In [2]:
"""
The order of "pred - true" vs "true - pred" when calculating the "error" and "delta" can technically be changed, but it will affect downstream calculations, particularly the sign of the gradients during backpropagation. Here's how:

1. Error
For squared error loss (pred−true)^2 , the order doesn't matter because squaring removes any negative sign. You could also use (true−pred)^2 and the outcome for the error would be the same.

2. Delta
The "delta" is essentially the derivative of the error with respect to the predicted value. In simple terms, it's the difference between your predicted and true values. The order matters here:

If you use delta=pred−true, a positive delta will indicate your model's prediction is too high, and a negative delta will indicate the prediction is too low.

If you use delta=true−pred, the meaning of positive and negative deltas flips. In this case, a positive delta will indicate that the model's prediction is too low, and a negative delta would indicate the prediction is too high.

So you could change the order, but if you do, be sure to also change how you update your weights. Currently, your weights are updated as follows:

weights[i] -= alpha * weight_deltas[i]

If you switched the order to delta=true−pred, you'd also want to change the weight update rule to:

weights[i] += alpha * weight_deltas[i]  # Notice the '+=' instead of '-='

This way, the weight updates would have the appropriate sign to correct the error.

why if it's "delta=pred−true" then has to be "-=" in "weights[i] -= alpha * weight_deltas[i]"?

The choice of using -= or += in updating the weights depends on how you've defined your loss function and its gradient, which ultimately directs how the optimization step should be carried out.

In the case of δ=pred−true:
A positive delta means the prediction is too high and needs to be reduced.
A negative delta means the prediction is too low and needs to be increased.
To make the adjustments:

For a positive delta, you'd want to decrease the weights slightly to reduce the prediction. Thus, you use -= in the update rule.
For a negative delta, the -= in the update rule actually increases the weights because the weight_deltas themselves would be negative.
In the case of δ=true−pred:
A positive delta means the prediction is too low.
A negative delta means the prediction is too high.
If you were to switch to this definition of delta, you would use += to update the weights in the opposite direction to correct the error.

In summary, the choice of -= or += in the weight update rule depends on how you've defined your error term and which direction you want to adjust your weights in. The goal is to make adjustments that minimize the error.

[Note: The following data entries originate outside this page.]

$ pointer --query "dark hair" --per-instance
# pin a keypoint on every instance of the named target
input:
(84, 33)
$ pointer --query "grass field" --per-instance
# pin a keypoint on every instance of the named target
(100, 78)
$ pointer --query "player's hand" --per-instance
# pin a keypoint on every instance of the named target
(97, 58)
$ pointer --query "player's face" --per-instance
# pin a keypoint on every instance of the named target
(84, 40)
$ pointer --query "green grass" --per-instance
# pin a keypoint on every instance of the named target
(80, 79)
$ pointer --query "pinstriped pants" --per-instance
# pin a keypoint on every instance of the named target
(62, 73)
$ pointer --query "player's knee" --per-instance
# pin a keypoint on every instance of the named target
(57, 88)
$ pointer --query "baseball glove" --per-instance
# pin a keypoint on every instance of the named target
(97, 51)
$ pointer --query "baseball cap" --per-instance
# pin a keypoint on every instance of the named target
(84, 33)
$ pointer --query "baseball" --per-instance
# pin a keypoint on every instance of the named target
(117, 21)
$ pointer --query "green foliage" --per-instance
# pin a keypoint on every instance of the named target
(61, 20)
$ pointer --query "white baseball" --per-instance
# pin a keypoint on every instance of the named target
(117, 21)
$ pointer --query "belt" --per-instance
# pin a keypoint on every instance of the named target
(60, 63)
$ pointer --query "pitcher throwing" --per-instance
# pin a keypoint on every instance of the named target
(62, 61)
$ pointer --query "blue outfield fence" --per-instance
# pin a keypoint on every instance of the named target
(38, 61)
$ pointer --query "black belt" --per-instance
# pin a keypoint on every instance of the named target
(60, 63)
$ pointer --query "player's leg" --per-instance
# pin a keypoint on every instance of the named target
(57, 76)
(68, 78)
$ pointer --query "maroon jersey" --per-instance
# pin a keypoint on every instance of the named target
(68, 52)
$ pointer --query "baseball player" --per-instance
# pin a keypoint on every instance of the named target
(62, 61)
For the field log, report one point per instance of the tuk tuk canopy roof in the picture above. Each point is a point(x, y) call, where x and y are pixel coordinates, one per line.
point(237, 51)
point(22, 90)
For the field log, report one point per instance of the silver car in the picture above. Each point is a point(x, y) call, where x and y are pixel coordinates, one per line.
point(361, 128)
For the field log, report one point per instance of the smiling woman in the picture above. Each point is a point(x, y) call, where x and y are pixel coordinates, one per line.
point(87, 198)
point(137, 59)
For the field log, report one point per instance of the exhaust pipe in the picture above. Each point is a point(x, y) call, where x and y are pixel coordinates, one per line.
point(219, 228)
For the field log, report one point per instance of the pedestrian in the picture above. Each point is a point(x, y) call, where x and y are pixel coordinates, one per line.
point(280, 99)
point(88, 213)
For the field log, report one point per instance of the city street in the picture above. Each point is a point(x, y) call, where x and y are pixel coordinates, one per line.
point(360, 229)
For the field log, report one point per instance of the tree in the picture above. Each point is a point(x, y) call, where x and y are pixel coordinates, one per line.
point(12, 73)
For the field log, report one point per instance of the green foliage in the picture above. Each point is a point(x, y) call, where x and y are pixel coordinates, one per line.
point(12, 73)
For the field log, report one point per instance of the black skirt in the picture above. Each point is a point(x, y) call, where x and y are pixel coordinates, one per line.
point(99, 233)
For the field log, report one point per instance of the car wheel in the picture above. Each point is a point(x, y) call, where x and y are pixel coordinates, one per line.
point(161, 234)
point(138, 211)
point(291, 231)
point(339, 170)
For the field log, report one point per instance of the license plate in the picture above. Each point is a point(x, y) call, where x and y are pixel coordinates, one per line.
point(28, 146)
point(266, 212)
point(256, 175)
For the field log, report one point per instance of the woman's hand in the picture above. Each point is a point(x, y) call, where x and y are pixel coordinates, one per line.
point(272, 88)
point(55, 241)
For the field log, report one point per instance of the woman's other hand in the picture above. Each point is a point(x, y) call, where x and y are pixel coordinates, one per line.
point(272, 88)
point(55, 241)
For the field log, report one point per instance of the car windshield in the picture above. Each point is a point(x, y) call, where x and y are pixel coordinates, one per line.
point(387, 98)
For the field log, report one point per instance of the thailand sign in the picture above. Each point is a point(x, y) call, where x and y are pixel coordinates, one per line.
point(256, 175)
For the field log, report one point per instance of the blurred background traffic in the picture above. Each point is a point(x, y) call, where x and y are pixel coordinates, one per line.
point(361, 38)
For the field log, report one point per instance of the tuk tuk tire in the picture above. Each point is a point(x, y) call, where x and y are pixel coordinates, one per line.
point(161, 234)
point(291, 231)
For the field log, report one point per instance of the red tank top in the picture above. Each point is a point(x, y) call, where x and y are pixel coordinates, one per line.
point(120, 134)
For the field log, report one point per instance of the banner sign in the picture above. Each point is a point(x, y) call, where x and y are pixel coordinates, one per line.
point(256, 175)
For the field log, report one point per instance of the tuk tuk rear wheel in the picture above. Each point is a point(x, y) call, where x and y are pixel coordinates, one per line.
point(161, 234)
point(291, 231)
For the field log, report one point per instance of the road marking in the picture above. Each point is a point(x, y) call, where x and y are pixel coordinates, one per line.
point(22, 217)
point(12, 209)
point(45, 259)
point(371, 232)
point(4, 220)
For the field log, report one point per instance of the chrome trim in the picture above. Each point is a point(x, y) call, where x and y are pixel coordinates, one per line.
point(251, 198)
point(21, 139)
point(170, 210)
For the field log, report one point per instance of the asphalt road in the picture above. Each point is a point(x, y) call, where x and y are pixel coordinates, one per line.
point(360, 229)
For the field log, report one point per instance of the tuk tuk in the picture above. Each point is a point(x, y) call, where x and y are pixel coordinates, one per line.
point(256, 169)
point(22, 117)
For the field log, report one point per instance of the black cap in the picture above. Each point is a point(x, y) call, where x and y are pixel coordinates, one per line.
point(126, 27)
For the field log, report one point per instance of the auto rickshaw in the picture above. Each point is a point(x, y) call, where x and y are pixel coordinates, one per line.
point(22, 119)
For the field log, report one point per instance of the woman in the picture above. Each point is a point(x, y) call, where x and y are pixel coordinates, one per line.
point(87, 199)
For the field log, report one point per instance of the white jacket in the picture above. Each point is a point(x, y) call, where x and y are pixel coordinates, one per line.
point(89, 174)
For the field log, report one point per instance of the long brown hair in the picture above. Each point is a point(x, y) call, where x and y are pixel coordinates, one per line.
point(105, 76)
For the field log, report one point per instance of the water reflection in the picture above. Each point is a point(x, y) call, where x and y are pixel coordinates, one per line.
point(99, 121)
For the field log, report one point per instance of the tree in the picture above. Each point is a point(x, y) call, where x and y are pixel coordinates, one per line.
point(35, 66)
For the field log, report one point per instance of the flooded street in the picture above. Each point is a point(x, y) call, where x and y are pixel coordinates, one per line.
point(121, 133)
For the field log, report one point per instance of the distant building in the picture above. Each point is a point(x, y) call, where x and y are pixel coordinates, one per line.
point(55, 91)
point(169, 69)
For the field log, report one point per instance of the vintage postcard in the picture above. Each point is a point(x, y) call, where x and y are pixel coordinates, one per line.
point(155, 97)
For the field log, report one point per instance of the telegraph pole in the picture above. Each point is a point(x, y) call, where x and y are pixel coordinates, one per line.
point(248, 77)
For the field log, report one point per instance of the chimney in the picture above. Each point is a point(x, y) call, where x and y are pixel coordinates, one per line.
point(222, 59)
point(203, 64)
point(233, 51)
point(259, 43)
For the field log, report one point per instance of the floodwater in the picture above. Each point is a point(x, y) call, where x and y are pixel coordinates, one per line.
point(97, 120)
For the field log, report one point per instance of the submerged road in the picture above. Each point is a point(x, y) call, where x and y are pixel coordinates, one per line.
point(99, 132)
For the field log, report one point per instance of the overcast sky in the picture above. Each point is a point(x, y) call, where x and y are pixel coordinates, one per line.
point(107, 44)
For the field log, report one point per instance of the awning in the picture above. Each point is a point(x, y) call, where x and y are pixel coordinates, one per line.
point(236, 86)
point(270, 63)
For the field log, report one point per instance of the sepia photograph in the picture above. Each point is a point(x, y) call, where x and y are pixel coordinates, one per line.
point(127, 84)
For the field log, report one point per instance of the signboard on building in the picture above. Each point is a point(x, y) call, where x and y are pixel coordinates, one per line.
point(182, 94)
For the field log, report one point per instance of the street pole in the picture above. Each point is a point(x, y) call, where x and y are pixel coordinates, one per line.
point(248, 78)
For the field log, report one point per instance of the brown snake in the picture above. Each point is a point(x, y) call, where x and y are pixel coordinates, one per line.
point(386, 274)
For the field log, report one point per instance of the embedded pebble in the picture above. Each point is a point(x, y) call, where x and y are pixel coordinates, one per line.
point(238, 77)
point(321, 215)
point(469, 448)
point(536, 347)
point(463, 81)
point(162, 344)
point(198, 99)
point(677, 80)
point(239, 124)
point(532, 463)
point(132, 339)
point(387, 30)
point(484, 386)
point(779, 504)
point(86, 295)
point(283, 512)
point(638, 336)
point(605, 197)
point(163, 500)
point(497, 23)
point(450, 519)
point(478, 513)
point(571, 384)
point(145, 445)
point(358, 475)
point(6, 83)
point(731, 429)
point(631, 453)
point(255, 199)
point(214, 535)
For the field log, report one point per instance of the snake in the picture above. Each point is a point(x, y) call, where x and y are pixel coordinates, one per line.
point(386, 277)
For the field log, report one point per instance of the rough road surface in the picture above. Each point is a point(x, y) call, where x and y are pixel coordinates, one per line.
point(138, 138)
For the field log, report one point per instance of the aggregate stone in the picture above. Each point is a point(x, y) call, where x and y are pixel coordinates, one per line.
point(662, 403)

Q:So in convention we write 'delta = pred - true', but before excute the code how could we know that it's '-=' or '+=' in 'weights[i] -= alpha * weight_deltas[i]'? 
we assume pred is too big then weight_deltas value is suppose to be positive, but what if pred is actually too small then weight_delta value is actually negative?

The sign in the weight update step weights[i] -= alpha * weight_deltas[i] is determined by how you define your loss function and how you calculate the gradients (weight deltas) with respect to that loss function. This is a part of the backpropagation algorithm.

In the example you provided, you used mean squared error as your loss function, calculated as (pred - true)**2. The gradient of this loss with respect to pred is 2*(pred - true), or simplified, pred - true (since we often ignore constant scaling factors like 2 when performing gradient descent).

The gradient tells us the direction in which the function's output (the error) increases the fastest. To minimize the error, we want to go in the opposite direction, which is why we subtract the gradient from the weights: weights[i] -= alpha * weight_deltas[i].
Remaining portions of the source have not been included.